12/5/12 12:13 PM
I’m 31 years and 8 months old. I’m 5’3” and I weight 151
pounds.
Last time I was in Harrisburg for a week of work, I somehow
grew up. It felt as if I had my emotions in control for the first time. I
stopped poking K for attention. I started being honest and not hinting. I felt
mature. I started to say things and wonder where they had come from. The
changed surprised me as much as K and the people around me. I felt peaceful.
I couldn’t explain it. Only speculate. It was the first time
I had a few days away from home by myself. I could focus on me. But I wasn’t
trying to change, it just happened.
I’m back in Harrisburg at the same hotel and it’s Wednesday.
I realized that I’ve been taking care of myself more than I have in quite
awhile. Gym twice, eating healthier, not drinking myself into a lonely stupor.
I’m not sleeping well but I’m working on it. Not drinking caffeine before bed,
not going to bed drunk.
I guess Harrisburg is my city of change.
And it’s come just in time. I noticed my pants getting
tighter and then I started getting worried about putting on my wedding ring. Then
my pants wouldn’t close. Then my cholesterol came back as 245. It’s high. Way
high. I had enjoyed months of not making myself guilty about food, or drink,
and not exercising. I had been pissed off at the gym for not giving me results.
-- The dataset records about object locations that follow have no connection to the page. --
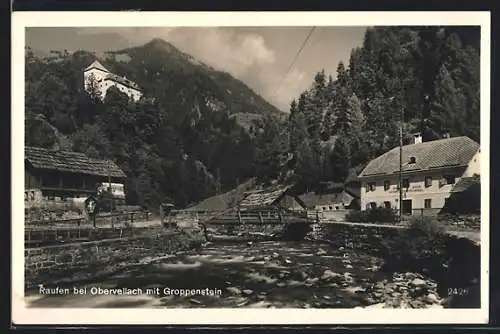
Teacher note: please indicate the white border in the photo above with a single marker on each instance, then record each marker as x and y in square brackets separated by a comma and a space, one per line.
[23, 315]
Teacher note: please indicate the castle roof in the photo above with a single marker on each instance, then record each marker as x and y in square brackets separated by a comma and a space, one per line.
[443, 153]
[96, 65]
[124, 81]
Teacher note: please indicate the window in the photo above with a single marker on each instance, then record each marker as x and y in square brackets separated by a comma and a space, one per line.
[450, 179]
[428, 181]
[371, 186]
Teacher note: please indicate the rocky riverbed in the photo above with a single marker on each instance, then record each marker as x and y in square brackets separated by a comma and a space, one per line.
[262, 274]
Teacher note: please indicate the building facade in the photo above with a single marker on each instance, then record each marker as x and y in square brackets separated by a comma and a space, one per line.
[61, 179]
[430, 171]
[96, 75]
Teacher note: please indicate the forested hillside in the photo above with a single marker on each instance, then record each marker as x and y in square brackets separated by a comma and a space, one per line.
[198, 131]
[429, 73]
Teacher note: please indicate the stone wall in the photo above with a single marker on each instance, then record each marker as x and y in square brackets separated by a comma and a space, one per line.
[89, 260]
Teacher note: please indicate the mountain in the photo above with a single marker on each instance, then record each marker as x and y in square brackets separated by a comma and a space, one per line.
[154, 64]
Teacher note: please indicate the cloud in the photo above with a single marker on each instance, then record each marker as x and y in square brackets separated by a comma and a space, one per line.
[224, 49]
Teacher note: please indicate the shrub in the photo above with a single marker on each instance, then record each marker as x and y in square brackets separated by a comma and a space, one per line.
[376, 215]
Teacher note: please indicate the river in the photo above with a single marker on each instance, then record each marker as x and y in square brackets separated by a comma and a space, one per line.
[262, 274]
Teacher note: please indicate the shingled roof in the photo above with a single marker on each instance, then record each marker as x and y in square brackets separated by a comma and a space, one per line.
[69, 161]
[465, 183]
[124, 81]
[96, 65]
[264, 197]
[448, 152]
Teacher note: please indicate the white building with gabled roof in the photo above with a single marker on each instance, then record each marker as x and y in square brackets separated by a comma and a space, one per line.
[431, 173]
[100, 77]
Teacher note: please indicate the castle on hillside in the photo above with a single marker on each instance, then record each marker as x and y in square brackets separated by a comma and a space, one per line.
[98, 75]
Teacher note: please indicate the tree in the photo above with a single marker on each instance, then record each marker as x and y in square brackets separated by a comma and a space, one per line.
[448, 109]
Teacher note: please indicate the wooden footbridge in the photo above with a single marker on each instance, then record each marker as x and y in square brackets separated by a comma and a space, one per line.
[234, 216]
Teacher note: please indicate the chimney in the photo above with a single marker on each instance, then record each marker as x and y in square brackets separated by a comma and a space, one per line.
[417, 138]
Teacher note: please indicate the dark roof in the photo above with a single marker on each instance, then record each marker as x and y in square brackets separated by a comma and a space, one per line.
[465, 183]
[124, 81]
[69, 161]
[448, 152]
[264, 197]
[312, 199]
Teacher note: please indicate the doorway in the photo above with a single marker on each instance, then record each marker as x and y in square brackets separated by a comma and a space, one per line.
[407, 207]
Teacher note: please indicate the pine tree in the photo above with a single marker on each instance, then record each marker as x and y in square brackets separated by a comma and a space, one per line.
[448, 109]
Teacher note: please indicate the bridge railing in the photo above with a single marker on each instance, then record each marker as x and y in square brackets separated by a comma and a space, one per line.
[101, 219]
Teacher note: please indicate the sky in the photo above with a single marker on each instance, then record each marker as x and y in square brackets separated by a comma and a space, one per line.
[258, 56]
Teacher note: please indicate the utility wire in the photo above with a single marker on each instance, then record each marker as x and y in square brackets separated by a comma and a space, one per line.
[295, 59]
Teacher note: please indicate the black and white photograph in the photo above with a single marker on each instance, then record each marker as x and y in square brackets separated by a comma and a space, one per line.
[216, 164]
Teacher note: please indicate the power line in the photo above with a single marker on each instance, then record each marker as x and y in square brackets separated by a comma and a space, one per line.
[295, 59]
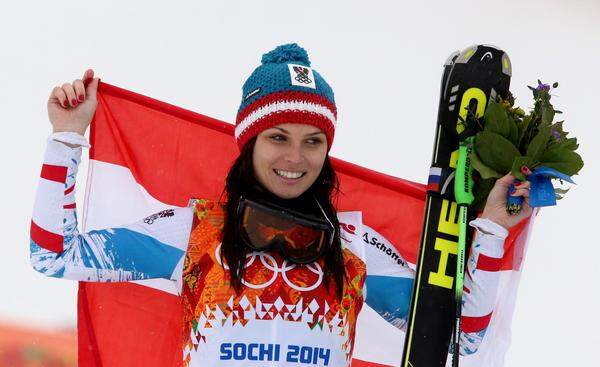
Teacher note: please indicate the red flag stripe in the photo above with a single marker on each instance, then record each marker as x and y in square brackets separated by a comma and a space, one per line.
[474, 324]
[489, 263]
[54, 173]
[361, 363]
[46, 239]
[69, 190]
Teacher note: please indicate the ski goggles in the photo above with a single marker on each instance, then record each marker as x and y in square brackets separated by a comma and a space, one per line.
[300, 238]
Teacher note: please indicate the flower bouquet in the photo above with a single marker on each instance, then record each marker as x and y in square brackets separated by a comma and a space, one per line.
[531, 146]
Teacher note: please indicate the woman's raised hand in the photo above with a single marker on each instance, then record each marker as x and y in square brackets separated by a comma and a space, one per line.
[72, 105]
[495, 207]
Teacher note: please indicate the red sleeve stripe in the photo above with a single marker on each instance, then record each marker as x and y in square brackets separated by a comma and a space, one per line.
[470, 324]
[46, 239]
[69, 190]
[54, 173]
[489, 263]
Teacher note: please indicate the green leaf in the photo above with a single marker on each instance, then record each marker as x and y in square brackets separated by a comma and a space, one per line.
[537, 146]
[570, 144]
[523, 125]
[520, 162]
[495, 151]
[496, 119]
[562, 160]
[547, 115]
[479, 166]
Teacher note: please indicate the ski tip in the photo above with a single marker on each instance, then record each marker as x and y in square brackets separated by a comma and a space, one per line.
[450, 60]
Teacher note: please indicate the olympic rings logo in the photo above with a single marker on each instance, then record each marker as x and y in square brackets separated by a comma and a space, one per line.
[270, 263]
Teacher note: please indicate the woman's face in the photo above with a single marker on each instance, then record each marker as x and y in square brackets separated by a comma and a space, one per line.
[288, 158]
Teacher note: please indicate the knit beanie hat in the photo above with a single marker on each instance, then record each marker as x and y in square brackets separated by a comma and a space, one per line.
[285, 89]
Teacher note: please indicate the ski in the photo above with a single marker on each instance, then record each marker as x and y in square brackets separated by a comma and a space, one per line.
[470, 80]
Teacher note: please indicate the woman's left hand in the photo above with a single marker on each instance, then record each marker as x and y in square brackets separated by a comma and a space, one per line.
[495, 207]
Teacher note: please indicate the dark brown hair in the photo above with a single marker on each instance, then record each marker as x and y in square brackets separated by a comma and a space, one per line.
[242, 181]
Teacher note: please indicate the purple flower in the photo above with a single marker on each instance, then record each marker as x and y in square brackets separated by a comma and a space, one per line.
[543, 87]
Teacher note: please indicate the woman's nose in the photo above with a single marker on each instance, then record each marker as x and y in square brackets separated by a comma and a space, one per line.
[293, 154]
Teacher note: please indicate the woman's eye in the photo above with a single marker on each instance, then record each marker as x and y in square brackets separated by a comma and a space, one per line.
[277, 137]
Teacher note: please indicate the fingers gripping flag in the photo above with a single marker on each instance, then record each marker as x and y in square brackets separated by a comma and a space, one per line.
[147, 155]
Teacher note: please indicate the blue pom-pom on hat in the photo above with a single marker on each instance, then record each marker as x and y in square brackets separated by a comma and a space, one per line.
[290, 52]
[285, 89]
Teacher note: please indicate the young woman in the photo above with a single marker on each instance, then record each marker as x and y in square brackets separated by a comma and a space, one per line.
[263, 275]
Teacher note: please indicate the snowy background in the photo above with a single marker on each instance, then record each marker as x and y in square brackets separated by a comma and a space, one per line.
[384, 62]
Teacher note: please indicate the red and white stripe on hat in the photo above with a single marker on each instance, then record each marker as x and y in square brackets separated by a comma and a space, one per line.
[286, 107]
So on Monday I got on the treadmill for the first time since
Sept 19th. Wow. 3 months. I started at my normal pace and realized I
couldn’t run more than 20 minutes. It was defeating. How far I’d fallen! Today’s
30 min on the elliptical was better.
I know I can get back to where I was. I know it. I just need
to commit in a positive manner, not commit by burdening myself with guilt and
putting myself down.
I’m going to do it maturely this time.